Dream Factories

03.10.08
The idea of a delicious, soul-nourishing meal that requires no work has long been a fantasy for women.
meal assembly

Remember “meal-assembly” stores, the concept that was supposed to revolutionize home cooking? According to The New York Times, the shops are starting to flounder. Hundreds of owners have gone out of business; others are thinking up new services to offer, and the original idea seems destined for that overstuffed closet where frazzled homemakers stash the dreams they can’t bear to discard. This one is going to be especially hard to give up: a fresh and fragrant dinner that magically appears when summoned, homemade without being made at home, factory-produced by Mom herself.

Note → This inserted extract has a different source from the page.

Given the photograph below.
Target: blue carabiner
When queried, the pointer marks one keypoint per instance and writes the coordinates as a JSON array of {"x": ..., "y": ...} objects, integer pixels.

Here’s how meal assembly works: You drive to a strip mall and park at a storefront with a name like Super Suppers, or Let’s Dish, or Dinner by Design. The place is set up with food-preparation stations, each outfitted with a recipe and all the necessary ingredients, chopped and measured and ready to use. You assemble the ingredients—seasoning precut portions of raw chicken, for instance, and then spooning sauce ingredients into a plastic bag. Moving from station to station you can make and package a dozen entrées in two hours, following the recipes provided. You don’t cook anything; you may not even need to handle a knife. You take the packages home and put them in the freezer. Now you’ve got—well, it’s not completely clear what you’ve got, but theoretically you can file it under “dinner.” All you have to do is thaw and bake.

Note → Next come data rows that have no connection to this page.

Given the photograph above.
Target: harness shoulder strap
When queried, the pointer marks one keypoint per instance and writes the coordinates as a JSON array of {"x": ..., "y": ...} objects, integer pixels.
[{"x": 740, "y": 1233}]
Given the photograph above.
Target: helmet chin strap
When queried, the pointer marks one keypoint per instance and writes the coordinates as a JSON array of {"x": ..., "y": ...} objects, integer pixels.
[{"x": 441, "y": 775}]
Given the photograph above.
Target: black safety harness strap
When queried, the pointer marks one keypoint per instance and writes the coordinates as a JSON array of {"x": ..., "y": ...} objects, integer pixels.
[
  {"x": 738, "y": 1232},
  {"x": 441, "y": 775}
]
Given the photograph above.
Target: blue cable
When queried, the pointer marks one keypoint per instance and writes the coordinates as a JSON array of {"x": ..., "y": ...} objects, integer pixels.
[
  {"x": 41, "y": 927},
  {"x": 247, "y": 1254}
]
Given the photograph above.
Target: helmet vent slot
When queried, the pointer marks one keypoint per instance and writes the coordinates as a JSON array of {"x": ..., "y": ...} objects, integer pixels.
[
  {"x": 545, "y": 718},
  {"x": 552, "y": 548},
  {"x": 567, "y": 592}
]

For the first several years, meal assembly was a boomtown. Some 1,400 stores sprang up across the country, and many homemakers were enthusiastic. They liked serving food made with fresh ingredients, and the cost was reasonable, often around $3 or $4 per serving. Most importantly, it was a step up, or at least sideways, from takeout. “I feel like it’s cooking because you have to put it together,” a pleased customer told the Arkansas Democrat-Gazette. But recently, growth has slowed and stores are shutting down. Some have been able to survive only by selling fully prepared meals, either refrigerated or frozen—in other words, takeout. What went wrong? Nobody seems to know. One shop owner outside Tampa, who closed the place after eight months, told The New York Times that homemakers just refused to think ahead about meals. “The last thing anyone wants to do here is plan dinner,” she said.

Maybe, but I’m guessing the real problem is an overdose of magical thinking—specifically, the magical thinking that puts dinner on the table without so much as a moment’s planning or worrying. It’s an old, old dream, and in this country it’s a classic feature of futuristic writing about ideal societies (at least when it’s women who are doing the imagining). Utopia has been a popular theme in women’s fiction since the 19th century, and the early writers in this genre loved describing what daily life would look like if women had a hand in arranging it. Some of these feminist visionaries made a point of ending war; others figured out how to dispense with men; but first and foremost the utopian writers got rid of the private kitchen. There was no way the women of the future were going to spend their days desperately trying to think of something different to do with cauliflower. One of the great, iconic scenes in women’s utopian fiction is the moment when some female of the future presses a button and suddenly dinner appears—hot and delicious, delivered to the table through an intricate system of tunnels, tubes, and dumbwaiters.